La scorsa estate, in assoluto per la prima volta in vita mia ed in un periodo di particolare stress (ero sotto esame per diventare avvocato), mi è capitato di avvertire come delle tachicardie accompagnate da una sorta di fame d'aria (più correttamente sarebbe meglio dire che era come se anticipassi il respiro lungo) e una sensazione di pressione al petto. Tutto ciò non è mai capitato la notte, ma solo da sveglia.
In quel periodo, preoccupatami, sono andata dal mio medico di base che mi ha ascoltato la respirazione dicendo che era perfetta. Al cuore, non ha badato...ovvero ha ascoltato il polso, non riscontrando anomalie.

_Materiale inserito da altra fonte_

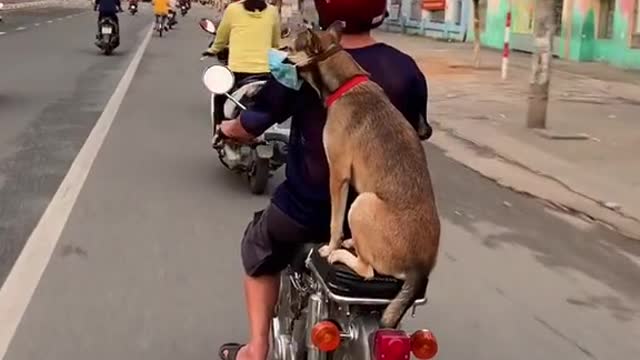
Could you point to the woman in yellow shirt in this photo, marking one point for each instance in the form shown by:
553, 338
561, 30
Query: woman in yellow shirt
249, 28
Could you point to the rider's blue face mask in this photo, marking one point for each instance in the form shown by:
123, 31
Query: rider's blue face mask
285, 74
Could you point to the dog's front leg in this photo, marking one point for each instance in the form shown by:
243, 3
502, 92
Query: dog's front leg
339, 187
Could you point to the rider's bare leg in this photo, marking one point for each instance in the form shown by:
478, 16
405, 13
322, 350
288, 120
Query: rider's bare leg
261, 294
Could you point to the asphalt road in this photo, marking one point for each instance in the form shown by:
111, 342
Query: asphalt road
147, 264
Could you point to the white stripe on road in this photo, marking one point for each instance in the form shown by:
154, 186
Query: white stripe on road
18, 289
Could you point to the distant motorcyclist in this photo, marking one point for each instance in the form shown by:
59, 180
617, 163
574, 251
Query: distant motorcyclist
108, 9
249, 29
161, 11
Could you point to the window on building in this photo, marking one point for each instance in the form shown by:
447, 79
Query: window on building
605, 19
557, 15
635, 35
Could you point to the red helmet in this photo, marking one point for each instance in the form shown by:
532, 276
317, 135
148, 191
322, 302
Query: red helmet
358, 15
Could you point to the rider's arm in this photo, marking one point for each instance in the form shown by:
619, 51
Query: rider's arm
273, 104
222, 34
275, 32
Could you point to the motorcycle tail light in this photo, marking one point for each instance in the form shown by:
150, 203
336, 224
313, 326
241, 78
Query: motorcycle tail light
391, 345
325, 335
424, 344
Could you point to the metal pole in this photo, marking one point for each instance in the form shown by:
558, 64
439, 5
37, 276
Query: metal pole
506, 50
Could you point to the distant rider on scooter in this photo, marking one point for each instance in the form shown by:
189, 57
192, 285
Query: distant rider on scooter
249, 29
108, 9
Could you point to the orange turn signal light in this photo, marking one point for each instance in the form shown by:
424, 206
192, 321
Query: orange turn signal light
325, 335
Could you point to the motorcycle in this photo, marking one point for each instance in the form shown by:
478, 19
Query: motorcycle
328, 312
184, 8
133, 8
171, 20
109, 38
268, 153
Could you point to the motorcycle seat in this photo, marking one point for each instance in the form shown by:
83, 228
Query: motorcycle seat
342, 281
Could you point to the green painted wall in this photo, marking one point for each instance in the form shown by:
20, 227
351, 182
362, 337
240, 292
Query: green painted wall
584, 43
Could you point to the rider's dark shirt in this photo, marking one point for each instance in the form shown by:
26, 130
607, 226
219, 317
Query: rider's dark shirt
304, 195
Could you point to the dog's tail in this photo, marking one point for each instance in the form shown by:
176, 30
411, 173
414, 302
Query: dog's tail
414, 285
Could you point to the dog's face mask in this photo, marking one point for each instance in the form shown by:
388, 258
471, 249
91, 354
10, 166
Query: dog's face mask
283, 71
311, 47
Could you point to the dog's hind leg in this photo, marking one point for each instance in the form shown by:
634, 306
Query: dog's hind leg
355, 263
339, 177
373, 232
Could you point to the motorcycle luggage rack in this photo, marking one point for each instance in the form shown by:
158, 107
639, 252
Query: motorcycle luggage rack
347, 300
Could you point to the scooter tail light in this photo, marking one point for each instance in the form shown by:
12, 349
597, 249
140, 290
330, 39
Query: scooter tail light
391, 344
424, 345
325, 335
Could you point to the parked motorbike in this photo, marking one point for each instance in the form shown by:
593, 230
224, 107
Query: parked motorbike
109, 39
133, 8
257, 160
328, 312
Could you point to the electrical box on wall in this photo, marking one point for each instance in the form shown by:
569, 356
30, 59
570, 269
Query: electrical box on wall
434, 5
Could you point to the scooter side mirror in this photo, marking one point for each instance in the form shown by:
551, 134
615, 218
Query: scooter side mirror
208, 26
218, 79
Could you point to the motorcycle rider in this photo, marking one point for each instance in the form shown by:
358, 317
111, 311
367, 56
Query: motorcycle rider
108, 9
300, 207
161, 11
249, 29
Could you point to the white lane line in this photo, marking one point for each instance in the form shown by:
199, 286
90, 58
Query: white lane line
23, 279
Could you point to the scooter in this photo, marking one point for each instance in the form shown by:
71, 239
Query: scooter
133, 8
171, 20
160, 24
184, 7
328, 312
257, 160
109, 38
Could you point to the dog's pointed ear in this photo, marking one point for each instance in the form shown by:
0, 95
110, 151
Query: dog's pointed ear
308, 42
336, 29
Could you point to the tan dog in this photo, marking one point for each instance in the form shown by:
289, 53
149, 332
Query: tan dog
370, 145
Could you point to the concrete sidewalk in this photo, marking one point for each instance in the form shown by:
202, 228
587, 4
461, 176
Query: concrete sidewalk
481, 122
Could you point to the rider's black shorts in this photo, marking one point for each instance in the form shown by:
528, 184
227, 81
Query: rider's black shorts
271, 240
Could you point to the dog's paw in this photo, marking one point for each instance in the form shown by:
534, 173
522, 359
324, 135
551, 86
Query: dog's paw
325, 251
348, 244
333, 257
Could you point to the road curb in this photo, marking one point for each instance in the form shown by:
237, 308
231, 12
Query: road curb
43, 3
522, 178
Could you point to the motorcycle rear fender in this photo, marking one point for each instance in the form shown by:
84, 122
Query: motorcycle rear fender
264, 151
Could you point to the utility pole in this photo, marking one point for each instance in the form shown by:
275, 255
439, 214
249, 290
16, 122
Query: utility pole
476, 33
541, 64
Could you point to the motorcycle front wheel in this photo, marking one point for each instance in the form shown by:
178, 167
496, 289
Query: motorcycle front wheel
259, 176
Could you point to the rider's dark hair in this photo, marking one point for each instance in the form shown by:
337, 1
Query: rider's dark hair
254, 5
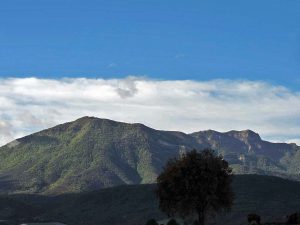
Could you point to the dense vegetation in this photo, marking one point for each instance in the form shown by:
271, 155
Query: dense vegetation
270, 197
197, 183
92, 153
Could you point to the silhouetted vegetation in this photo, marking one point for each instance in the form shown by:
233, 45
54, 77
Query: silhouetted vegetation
172, 222
151, 222
198, 182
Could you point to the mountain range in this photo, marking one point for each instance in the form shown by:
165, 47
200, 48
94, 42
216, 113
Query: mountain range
92, 153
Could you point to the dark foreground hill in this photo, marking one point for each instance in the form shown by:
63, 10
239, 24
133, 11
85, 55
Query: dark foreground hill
271, 197
92, 153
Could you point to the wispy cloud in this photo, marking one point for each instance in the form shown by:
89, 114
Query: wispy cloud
30, 104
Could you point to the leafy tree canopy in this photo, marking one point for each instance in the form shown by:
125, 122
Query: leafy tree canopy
196, 183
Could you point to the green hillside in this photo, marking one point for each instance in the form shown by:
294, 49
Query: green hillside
92, 153
271, 197
88, 154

Da pochissimi giorni, dopo un inverno tranquillo, mi è capitato di nuovo questo fatto con qualche differenza. Questa volta -tra l'altro accaduta pochi giorni fa- Il respiro tutto sommato mi sembrava regolare (nel senso che non anticipavo l'inspirazione lunga, come l'anno scorso) ma avevo questo senso di pressione in mezzo al torace e pochissimo prima -dopo una lunga giornata di lavoro- un leggerissimo tremolio alle gambe, passato immediatamente...la sensazione era come di un'ansia imminente accompagnata da un battito cardiaco scalpitante.

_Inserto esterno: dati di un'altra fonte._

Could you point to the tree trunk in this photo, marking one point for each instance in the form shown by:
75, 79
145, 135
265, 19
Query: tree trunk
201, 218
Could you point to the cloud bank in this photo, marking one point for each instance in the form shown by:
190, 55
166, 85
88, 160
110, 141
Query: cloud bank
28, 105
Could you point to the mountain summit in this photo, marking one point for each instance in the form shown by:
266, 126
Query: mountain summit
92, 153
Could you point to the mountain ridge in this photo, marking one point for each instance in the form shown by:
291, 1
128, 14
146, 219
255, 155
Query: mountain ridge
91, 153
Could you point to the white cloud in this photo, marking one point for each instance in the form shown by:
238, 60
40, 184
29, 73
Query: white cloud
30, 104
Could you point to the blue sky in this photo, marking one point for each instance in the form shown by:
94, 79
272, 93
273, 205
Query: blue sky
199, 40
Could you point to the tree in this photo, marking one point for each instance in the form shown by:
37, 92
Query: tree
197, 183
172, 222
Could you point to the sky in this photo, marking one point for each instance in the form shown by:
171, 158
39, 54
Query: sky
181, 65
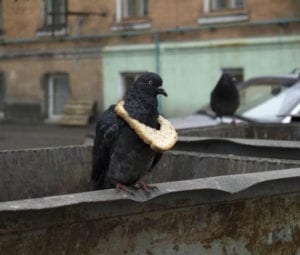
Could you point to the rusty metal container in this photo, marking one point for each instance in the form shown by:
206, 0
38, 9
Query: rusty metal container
255, 140
205, 203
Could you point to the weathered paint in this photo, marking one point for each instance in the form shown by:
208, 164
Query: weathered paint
191, 69
242, 214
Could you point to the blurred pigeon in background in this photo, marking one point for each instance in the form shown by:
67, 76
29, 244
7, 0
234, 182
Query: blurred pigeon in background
224, 98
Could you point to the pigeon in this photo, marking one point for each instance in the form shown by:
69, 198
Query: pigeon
224, 98
120, 157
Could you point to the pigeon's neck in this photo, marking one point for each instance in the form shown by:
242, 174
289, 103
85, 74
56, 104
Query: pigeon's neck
142, 108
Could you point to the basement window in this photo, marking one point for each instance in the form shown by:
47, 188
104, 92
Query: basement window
237, 73
223, 11
131, 15
127, 79
54, 13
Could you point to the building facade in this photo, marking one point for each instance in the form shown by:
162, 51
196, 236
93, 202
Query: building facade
53, 50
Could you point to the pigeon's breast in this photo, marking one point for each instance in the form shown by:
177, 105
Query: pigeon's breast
131, 159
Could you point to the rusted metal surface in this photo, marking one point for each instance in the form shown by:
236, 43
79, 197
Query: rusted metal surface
256, 213
205, 203
250, 131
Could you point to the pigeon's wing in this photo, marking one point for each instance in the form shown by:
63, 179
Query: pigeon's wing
107, 130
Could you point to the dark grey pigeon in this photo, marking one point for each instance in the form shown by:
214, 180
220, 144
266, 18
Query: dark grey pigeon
120, 157
225, 99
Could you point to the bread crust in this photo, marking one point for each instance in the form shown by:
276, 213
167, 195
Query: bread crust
159, 140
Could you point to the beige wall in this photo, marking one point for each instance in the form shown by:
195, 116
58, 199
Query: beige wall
24, 77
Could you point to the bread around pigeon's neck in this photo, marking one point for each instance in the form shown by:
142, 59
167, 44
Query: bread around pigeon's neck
142, 107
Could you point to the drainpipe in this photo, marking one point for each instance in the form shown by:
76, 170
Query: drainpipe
157, 53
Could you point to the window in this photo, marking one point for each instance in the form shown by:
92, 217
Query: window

La cosa strana è che se sono in compagnia di gente per cui riesco a distrarmi non ho nulla, se torno a pensarci, ecco che mi torna questa brutta cosa.

Non riesco a capire se si tratti di un fattore emotivo (ansia, panico ecc.) o se possa dipendere da fattori climatici o alimentari.

Mi accorgo che tendo ad averne in ambienti senza ricambio d'aria, dov'è caldo. L'altra mattina a letto in dormiveglia era come se sognassi qualcosa (in realtà nulla) ed avevo questa tachicardia continua.
E' come se improvvisamente e senza ragioni apparenti razionalizzassi "qualcosa" e mi sentissi quei sintomi.

Sono una persona che tende ad essere facilmente impressionabile (sono abbastanza ipocondriaca) ed ansiosa. Le vorrei anche dire che fino a circa tre settimane fa ho sempre fatto attività fisica (fitness in palestra) mai senza problemi. Al momento ho smesso, ma non per questo motivo.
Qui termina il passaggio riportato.